Лицо старика вдруг все изменилось, он сразу размяк, опустил голову и некоторое время молча сопел.

А Шульга стоял и смотрел на него и взвешивал все, что Кондратович сказал ему, перекладывая то одно, то другое с одной чашки весов на другую. Конечно, он знал, что Кондратович свой человек. Но Шульга не знал, как жил Кондратович целых пятнадцать лет, и каких лет: когда совершались самые большие дела в стране.
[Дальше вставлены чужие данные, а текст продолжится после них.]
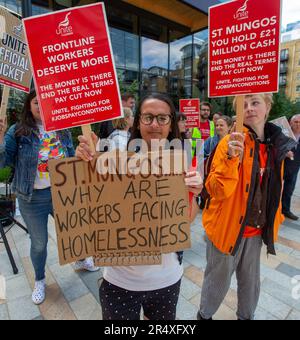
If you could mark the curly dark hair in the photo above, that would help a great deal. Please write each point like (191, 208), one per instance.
(174, 133)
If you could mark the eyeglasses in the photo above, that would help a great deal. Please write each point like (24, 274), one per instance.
(162, 120)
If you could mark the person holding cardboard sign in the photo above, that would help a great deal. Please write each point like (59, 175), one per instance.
(28, 148)
(243, 211)
(291, 170)
(125, 290)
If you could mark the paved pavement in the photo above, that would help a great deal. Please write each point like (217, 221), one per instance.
(72, 296)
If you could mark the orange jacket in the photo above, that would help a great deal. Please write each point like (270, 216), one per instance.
(229, 184)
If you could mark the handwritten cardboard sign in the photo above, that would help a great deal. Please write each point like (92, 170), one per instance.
(117, 216)
(191, 109)
(73, 67)
(14, 55)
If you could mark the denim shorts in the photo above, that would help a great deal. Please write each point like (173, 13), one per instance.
(121, 304)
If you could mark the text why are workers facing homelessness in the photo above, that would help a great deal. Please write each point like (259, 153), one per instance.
(112, 214)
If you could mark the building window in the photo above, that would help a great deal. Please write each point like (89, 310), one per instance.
(125, 49)
(155, 57)
(13, 5)
(180, 67)
(200, 71)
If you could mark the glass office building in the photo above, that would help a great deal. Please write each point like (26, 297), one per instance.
(159, 45)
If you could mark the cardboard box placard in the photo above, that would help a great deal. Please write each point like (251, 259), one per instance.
(114, 215)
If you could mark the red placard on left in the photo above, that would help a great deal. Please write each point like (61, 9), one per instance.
(191, 109)
(73, 67)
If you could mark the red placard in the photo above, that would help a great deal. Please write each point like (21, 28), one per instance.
(14, 56)
(73, 67)
(244, 43)
(191, 109)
И то, что Кондратович укрывал своего сына от власти, укрыл его даже в самую ответственную минуту жизни и пошел на ложь в таком насущном деле, как возможность использования его квартиры в немецком подполье, — все это перевешивало чашку весов за то, что нельзя целиком довериться Кондратовичу.

— Ты здесь пока посиди или полежи, я тебе поесть вынесу, — хриплым шопотом говорил Кондратович, — а я тут сбегаю в одно место, и все как есть наладим.

Одно мгновение, и Матвей Костиевич чуть было не поддался тому, что предлагал ему Кондратович, но тут же внутренний голос, который он считал не просто голосом осторожности, а голосом жизненного опыта, сказал ему, что не надо поддаваться чувству.

— Чего ж ходить, у меня не одна квартира на примете, я найду себе место, — сказал он, — а покушать — я потерплю: хуже будет, коли та самая чортова баба да сын твой чего-нибудь такое подумают недоброе.

— То тебе виднее, — с грустью сказал Кондратович. — А все ж ты на меня, старика, креста не клади, я тебе сгожусь.

— То я знаю, Кондратович, — сказал Шульга, чтобы утешить старика.

— И коли ты мне веришь, ты мне скажи, к кому ты идешь. Я тебе заодно скажу, добрый ли тот человек и стоит ли к нему итти, и буду, в случае чего, знать, где искать тебя…

— Сказать, куда я иду, того я тебе сказать не имею права. Ты сам старый подпольщик и конспырацию знаешь, — сказал Шульга с хитрой улыбкой. — А человек, до кого я иду, то человек мне известный.